PRK is not available on the NHS, so it is extremely difficult to compare results of some 40 private clinics and three research centres.

Mr Jory practises both microsurgery and PRK in the correction of myopia. "I use both methods, for the simple reason that I would not be in a position to make a valid comparison between the two if I were to limit myself to one or the other. With PRK, we need to do ongoing research into the effects on the cornea from this treatment, and the Government should ensure that all laser surgeries operate to a strict professional code of conduct.

"Figures are emerging that approximately 10 per cent of patients lose a significant amount of vision and some will not be able to pass their driving test. The long-term effects are not known yet, but we do know that the excimer laser causes thinning of the cornea and that the shock wave from it can cause damage to the back layer of the cornea."

Mr Gartry was the first surgeon to carry out the procedure in this country while he was at St Thomas's Hospital, London. He has written 10 papers on the subject. "I believe a reporting body would definitely be helpful," he says. "I also feel that patients should receive full counselling before any procedure is carried out, and that the patients should be selected with great care.

"Vision is measured in dioptres, with minus one being the mildest form of short-sightedness, ranging up through minus seven to minus 10 and even minus 15 dioptres.

"It is important to realise that the best results are achieved where the patient has minus one to minus three. We have found that with patients who have up to minus seven, 85 per cent are pleased with the procedure. About 7 per cent have an indifferent result and a further 7 per cent find that their sight returns to where it was before."

Mr Gartry believes the US licence will be limited. "In fact, the indications are that although they may well permit the licensing of private clinics in America in about six months, it will be only for short sight below six dioptres."

Dr Charles Cory is an ophthalmologist and clinical director of Optimax, one of the largest private organisations in Britain offering PRK. He says: "Of the 10,000 patients we have treated in the past three years, 60 per cent reported that the results were excellent, 31 per cent stated that the results were good, 6 per cent felt that the results were worthwhile and 3 per cent were disappointed.

"At Optimax, we use trained counsellors before the procedure, and patients must sign a 16-point consent form. We ensure that they are aware of what happens during and after the laser treatment."

A Which? report published in February says that the eye can take weeks or even months to stabilise after excimer laser treatment. Which? stated: "Lasers may be completely programmable and automated, but what experts call your `natural healing response' is less so."

Which? also pointed out that PRK is inadvisable for a number of groups: pregnant women, those taking immuno-suppressant drugs; people under 21, as short sight may not stabilise before then, people with vision only in one eye, and those with the herpes simplex virus, very dry eyes, diabetes, or any condition that affects the immune system or connective tissue (including rheumatoid arthritis and systemic lupus erythematosus).

Emanuel Rosen, editor of the European Journal of Implant and Refractive Surgery, wrote: "The irreversibility of PRK is one of its greatest weaknesses.
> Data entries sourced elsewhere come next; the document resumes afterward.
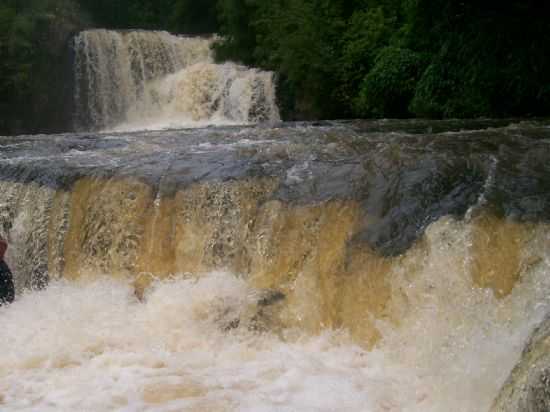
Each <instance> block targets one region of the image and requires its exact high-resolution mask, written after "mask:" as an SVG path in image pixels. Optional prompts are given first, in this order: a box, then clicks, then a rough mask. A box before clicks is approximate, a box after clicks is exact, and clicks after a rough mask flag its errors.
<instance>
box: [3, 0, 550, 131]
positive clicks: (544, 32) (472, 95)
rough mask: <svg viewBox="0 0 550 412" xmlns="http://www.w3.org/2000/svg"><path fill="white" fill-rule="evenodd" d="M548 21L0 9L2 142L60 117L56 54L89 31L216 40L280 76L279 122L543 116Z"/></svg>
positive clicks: (331, 5) (224, 4)
mask: <svg viewBox="0 0 550 412" xmlns="http://www.w3.org/2000/svg"><path fill="white" fill-rule="evenodd" d="M549 14H550V3H548V2H542V1H541V0H510V1H506V2H500V3H495V2H474V1H468V0H467V1H461V2H458V1H452V0H2V1H1V2H0V95H1V96H2V98H1V99H0V132H3V131H6V130H8V129H10V128H11V129H13V127H11V126H10V124H9V123H18V122H19V123H22V121H23V120H25V123H27V121H28V116H27V115H26V113H27V111H28V110H27V109H28V106H29V102H31V106H32V107H34V109H33V110H34V111H35V112H37V113H39V112H41V111H44V110H43V109H44V107H45V106H48V107H55V105H56V104H57V102H55V101H52V98H51V97H48V91H49V93H50V94H51V95H55V94H56V93H55V92H52V91H51V90H50V89H51V88H52V87H54V86H53V84H56V87H57V86H58V84H57V83H55V82H52V81H50V78H51V77H52V73H54V72H55V71H56V70H57V71H58V69H59V68H61V67H62V66H63V58H64V57H63V55H62V53H61V50H64V48H66V44H64V43H63V41H65V40H66V36H67V35H69V34H70V33H72V32H73V31H77V30H80V29H83V28H90V27H105V28H109V29H130V28H140V29H154V30H169V31H172V32H179V33H191V34H194V33H195V34H196V33H211V32H218V33H219V34H220V35H221V37H220V40H219V41H218V42H217V43H216V45H215V47H214V48H215V53H216V58H217V59H218V60H220V61H223V60H233V61H237V62H241V63H243V64H247V65H251V66H257V67H261V68H264V69H268V70H274V71H275V72H277V74H278V79H279V82H278V95H279V103H280V105H281V106H282V112H283V116H284V117H285V118H287V119H314V118H336V117H350V116H361V117H370V116H374V117H378V116H385V117H388V116H398V117H401V116H409V115H414V116H423V117H475V116H521V115H548V114H549V113H550V57H549V56H550V30H548V22H547V16H548V15H549ZM59 70H60V69H59ZM58 77H61V78H62V76H58ZM36 102H42V103H40V104H37V103H36Z"/></svg>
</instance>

Couple this with doubtful predictability of outcome for any correction other than the lower degrees of myopia, and an unsatisfactory scenario evolves."

Despite the care that is taken by the various organisations using PRK, Mr Jory remains concerned by the lack of control in this field. "We should have a limited number of operations by approved clinics with independent assessment of results," he says.

"I remain unconvinced that sufficient research into the long-term effects of photoreactive keratectomy has been done. I'm not anti-PRK, but please, please let's go slowly, collate and examine the results and then judge the results."